CONJONCTURE. Le nombre de procédures judiciaires enregistrées cet été stagne à son niveau le plus historiquement faible, selon la Banque de France. Une situation qui concerne l'ensemble des catégories d'entreprises et des secteurs d'activité, à commencer par la construction. Seul l'immobilier fait exception.

Toujours aucune vague de défaillances d'entreprises à l'horizon. Pour le mois de juillet, le nombre de procédures judiciaires enregistrées "se stabilise à un niveau historiquement bas" d'après la Banque de France : sur un an, l'institution a comptabilisé 27.896 jugements toutes tailles d'entreprises et tous secteurs d'activité confondus, ce qui représente une chute de 27,6% en comparaison à la même période un an plus tôt.
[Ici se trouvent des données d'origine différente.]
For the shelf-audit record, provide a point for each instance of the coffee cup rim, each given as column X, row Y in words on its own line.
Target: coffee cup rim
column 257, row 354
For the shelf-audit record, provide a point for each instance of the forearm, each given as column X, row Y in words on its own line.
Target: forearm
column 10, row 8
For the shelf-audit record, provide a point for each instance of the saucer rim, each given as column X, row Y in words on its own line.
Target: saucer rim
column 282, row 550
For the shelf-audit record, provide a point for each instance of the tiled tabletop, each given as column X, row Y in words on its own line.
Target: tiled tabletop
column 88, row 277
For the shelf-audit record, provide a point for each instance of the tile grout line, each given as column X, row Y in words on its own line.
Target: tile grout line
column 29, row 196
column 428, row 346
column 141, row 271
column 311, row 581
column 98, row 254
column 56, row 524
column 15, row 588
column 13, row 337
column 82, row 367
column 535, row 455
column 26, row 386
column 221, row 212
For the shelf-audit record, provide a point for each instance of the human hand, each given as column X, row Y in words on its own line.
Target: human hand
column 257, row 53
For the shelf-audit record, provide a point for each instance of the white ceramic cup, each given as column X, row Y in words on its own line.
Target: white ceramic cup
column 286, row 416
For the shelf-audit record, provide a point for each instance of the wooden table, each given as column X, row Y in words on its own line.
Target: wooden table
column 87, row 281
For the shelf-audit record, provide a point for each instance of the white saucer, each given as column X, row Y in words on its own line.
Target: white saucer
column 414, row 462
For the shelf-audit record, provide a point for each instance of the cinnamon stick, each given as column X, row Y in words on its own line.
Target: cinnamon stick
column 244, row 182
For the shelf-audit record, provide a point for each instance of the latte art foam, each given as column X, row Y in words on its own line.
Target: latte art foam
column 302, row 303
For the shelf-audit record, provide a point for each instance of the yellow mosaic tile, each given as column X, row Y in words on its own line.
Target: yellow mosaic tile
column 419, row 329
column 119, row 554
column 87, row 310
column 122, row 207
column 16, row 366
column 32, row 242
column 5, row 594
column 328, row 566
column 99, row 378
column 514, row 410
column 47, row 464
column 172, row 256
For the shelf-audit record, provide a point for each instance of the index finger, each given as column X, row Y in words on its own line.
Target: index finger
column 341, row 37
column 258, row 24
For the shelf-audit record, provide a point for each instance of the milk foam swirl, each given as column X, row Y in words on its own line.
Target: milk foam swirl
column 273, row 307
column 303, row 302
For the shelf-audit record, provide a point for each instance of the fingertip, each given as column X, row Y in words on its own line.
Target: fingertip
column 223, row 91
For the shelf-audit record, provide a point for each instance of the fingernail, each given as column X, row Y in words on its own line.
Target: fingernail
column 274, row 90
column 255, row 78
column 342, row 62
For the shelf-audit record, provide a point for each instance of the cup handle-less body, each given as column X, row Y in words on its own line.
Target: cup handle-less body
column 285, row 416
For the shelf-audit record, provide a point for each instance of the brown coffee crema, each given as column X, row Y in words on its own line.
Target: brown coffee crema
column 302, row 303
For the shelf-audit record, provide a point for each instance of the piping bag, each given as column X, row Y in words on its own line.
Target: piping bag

La situation actuelle est même plus favorable que celle d'avant-Covid : "Comparé au nombre de défaillances enregistré sur un an à fin juillet 2019, période entièrement antérieure à la crise sanitaire, la baisse du nombre de défaillances enregistrée à fin juillet 2021 s'établit à -47,9%", précise la Banque de France. Un constat qui contre-balance en partie les mauvais chiffres des six premiers mois de l'année relevés par le cabinet Altares début juillet.

 

Une situation encore meilleure que celle de l'été 2019, avant le déclenchement de la pandémie

 

Bâtiment et travaux publics profitent eux aussi de ces circonstances positives : le secteur a totalisé 5.891 procédures en juin dernier, contre 8.464 en juin 2020, soit un important recul de 30,4%. Seul l'immobilier fait exception, puisque le nombre de jugements qui a été prononcé dans le secteur a augmenté de 4,5% au cours des 12 derniers mois, passant de 1.253 en juin 2020 à 1.310 en juin 2021. Mais dans les deux cas, on reste encore loin des chiffres de juin 2019, où les activités immobilières enregistraient 1.648 défaillances d'entreprises (+20,5% par rapport à cet été), et où le BTP comptait quelque 11.605 procédures, soit presque 50% de plus qu'aujourd'hui.

 

Par catégories d'entreprises et tous secteurs confondus, les défaillances reculent partout, de façon plus ou moins prononcée. Entre juin 2020 et juin 2021, les petites et moyennes entreprises (PME) sont passées de 40.084 à 28.880 procédures (-28%), tandis que les micro-entreprises ont vu le nombre de leurs dossiers tomber de 37.748 à 27.284 sur la même période (-27,7%). Des chiffres plus que satisfaisants quand on les compare à leur niveau de l'été 2019, à savoir respectivement 53.541 défaillances pour les PME et 50.826 pour les micro-entreprises. La tendance est plus mouvementée pour les entreprises de taille intermédiaire (ETI) et grands groupes : de 25 jugements en juin 2019, elles sont passées à 44 en 2020 puis 39 en 2021.

 

Le rôle conséquent des mesures de soutien

 

Pour analyser le nombre historiquement bas de défaillances d'entreprises, la Banque de France avance toujours les mêmes explications depuis plusieurs mois : d'abord, "la période de confinement qui a affecté le fonctionnement des juridictions commerciales" ; ensuite, "l'impact momentané qu'ont eues les évolutions réglementaires qui ont modifié temporairement les dates de caractérisation et de déclaration de l'état de cessation de paiements" ; enfin, "l'ensemble des mesures de soutien qui apportent des aides de trésorerie ou permettent aux entreprises de réduire ou retarder le paiement de certaines charges, et donc le risque de faire défaut sur ces paiements (Fonds de solidarité, recours à l'activité partielle, exonérations et reports de charges sociales, mesures facilitant la mise en place de moratoires pour les dettes bancaires et les loyers, Prêts garantis par l'État (PGE), prêts directs de l'État aux entreprises et mesures d'urgence pour les secteurs en sous-activité prolongée", énumère l'institution.